Albert Rizzo Psikolog yang juga menjabat Direktur Realitas Virtual Medis di Institute Teknologi Kreatif USC, mengatakan saat ini media sosial saja sudah berbahaya bagi anak-anak dan remaja. Di mana realitas virtual dapat memperburuk masalah itu. “Ada potensi tenggelam pada dunia virtual,” kata Rizzo.

“Karena begitu masuk satu ruang anda tidak dapat disentuh secara fisik, kita bisa terpapar realisme yang dapat menyerang secara psikologis,” tambahnya.

Sehingga dapat menciptakan rasa kesepian serta permasalahan citra tubuh, serta kontan yang berbahaya terkait dengan bunuh diri.

Selain itu penggunaan avatar digital 3D di Metaverse juga membawa masalah lain, karena mampu memodifikasi. Dimana bisa memproyeksikan versi diri pengguna yang berbeda dari kehidupan nyata.

“Sangat berbahaya bagi remaja,” jelas Rizzo.

Di sisi lain metaverse memiliki banyak manfaat dan keuntungan jika pengguna menggunakannya dengan optimal dan sebaik mungkin.

Sisi Positif

Berikut adalah beberapa potensi keuntungan yang dapat diperoleh dari metaverse.

Pertama, ruang kantor virtual. Masyarakat Indonesia atau bahkan dunia mungkin sudah tidak asing lagi dengan aplikasi Zoom, Skype, Microsoft Teams, dan aplikasi meeting online lainnya selama adanya pandemi. Namun, manfaat metaverse dapat membawa ke tingkat selanjutnya dengan menyediakan ruang kantor virtual kepada pengguna yang akan membuatnya terasa seakan semua orang berada di ruangan yang sama.

Kedua, membuka peluang pemasaran baru. Tidak hanya sebagai sarana hiburan dan komunikasi metaverse juga dapat dijadikan ide usaha ataupun media promosi yang sangat memungkinkan. Salah satu contohnya adalah membuat papan reklame virtual atau membuat pakaian bermerek muncul dalam game sama hal nya seperti di kehidupan nyata. Ini dapat dibeli secara terprogram atau dinamis di Roblox dengan CPM mulai dari 86 ribu hingga 170 ribu rupiah di sebuah platform.

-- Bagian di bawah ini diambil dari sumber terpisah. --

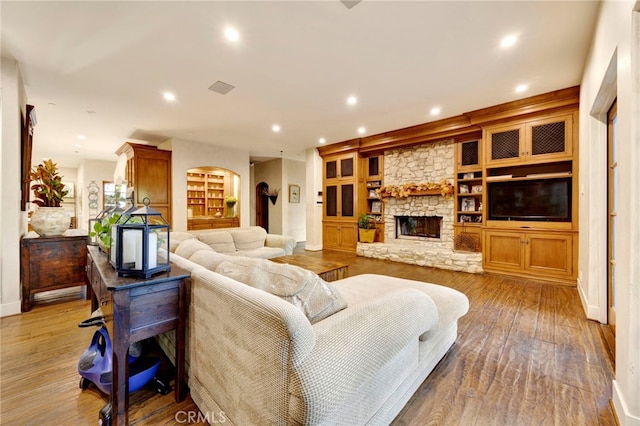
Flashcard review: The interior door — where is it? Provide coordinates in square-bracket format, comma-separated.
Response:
[607, 101, 618, 335]
[256, 182, 269, 232]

Ketiga. Tur Virtual ke seluruh dunia. Metaverse juga dapat membantu “mewujudkan” keinginan yang kita harapkan di dunia nyata, contohnya seperti tur virtual ke seluruh dunia yang tentunya sangat memungkinkan karena dapat meminimalisir uang yang kita keluarkan jika dibandingkan tur seluruh dunia di kehidupan nyata.